Lets go for a drive.
If I really wanted to talk to you, I’d call. So instead I’ll just email you, when I know you don’t keep your computer on all the time. Or maybe I’ll send you a text, cause I know you won’t get it if you are home.
Tonight my shoulders are aching, I’ve been holding a lot of tension this week. Maybe it’s the pillow I’m using, cause I’ve also only been using one old down pillow. It is nice for about five minutes, then it might as well be a pillow made of sand. I tried to release some tension with deep cleansing breaths. I started to cry, so I stopped.
I want to go on a drive tonight and explain everything.
This morning I woke up anxious. I couldn’t even finish my one cup of coffee over the course of the day.

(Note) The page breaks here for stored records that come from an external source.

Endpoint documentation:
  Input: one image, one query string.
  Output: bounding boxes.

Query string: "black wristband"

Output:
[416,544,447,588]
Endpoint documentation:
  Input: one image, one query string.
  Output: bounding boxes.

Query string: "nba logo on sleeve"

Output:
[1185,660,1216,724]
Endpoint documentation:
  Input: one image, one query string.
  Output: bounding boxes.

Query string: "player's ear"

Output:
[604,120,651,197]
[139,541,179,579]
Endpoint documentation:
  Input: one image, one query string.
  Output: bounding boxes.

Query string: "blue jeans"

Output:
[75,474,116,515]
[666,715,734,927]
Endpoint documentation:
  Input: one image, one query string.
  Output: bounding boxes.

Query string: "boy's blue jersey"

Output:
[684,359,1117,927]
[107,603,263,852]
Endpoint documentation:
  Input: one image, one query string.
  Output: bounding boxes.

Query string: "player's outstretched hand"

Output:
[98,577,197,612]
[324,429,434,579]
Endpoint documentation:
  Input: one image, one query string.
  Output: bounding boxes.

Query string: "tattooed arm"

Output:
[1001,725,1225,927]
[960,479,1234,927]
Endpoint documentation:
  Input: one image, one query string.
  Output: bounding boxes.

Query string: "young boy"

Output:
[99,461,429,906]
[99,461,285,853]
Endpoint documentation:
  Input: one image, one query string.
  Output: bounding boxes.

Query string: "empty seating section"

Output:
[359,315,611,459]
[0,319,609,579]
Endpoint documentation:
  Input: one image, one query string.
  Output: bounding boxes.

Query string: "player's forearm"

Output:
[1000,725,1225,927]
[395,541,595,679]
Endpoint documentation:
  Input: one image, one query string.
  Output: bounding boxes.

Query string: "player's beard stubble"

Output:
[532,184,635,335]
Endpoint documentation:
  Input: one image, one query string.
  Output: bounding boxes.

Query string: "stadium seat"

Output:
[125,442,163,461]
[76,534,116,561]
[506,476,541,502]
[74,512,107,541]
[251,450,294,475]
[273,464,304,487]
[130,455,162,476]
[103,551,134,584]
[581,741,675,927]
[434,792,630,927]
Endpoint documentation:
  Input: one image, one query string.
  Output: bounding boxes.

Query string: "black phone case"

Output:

Could barely drink water. The train emptied at Grand and I was convinced something terrible was about to happen. I was nervous at work, waiting for word. Will I ever be a full time hire? I have one check owed to me and I don’t have the energy to chase it down, but don’t have the checking account not to.
The tickets to Wicked never arrived. Today I called and reported them missing. Tonight I opened two envelopes I received two weeks ago and found the tickets. Fuck.
What’s the word, God? What on earth is the guidance I am supposed to be getting this week? The world continues to be connected, that much I know for sure. Tonight I had drinks before temple with a friend from Argentina. We haven’t seen each other in seven years.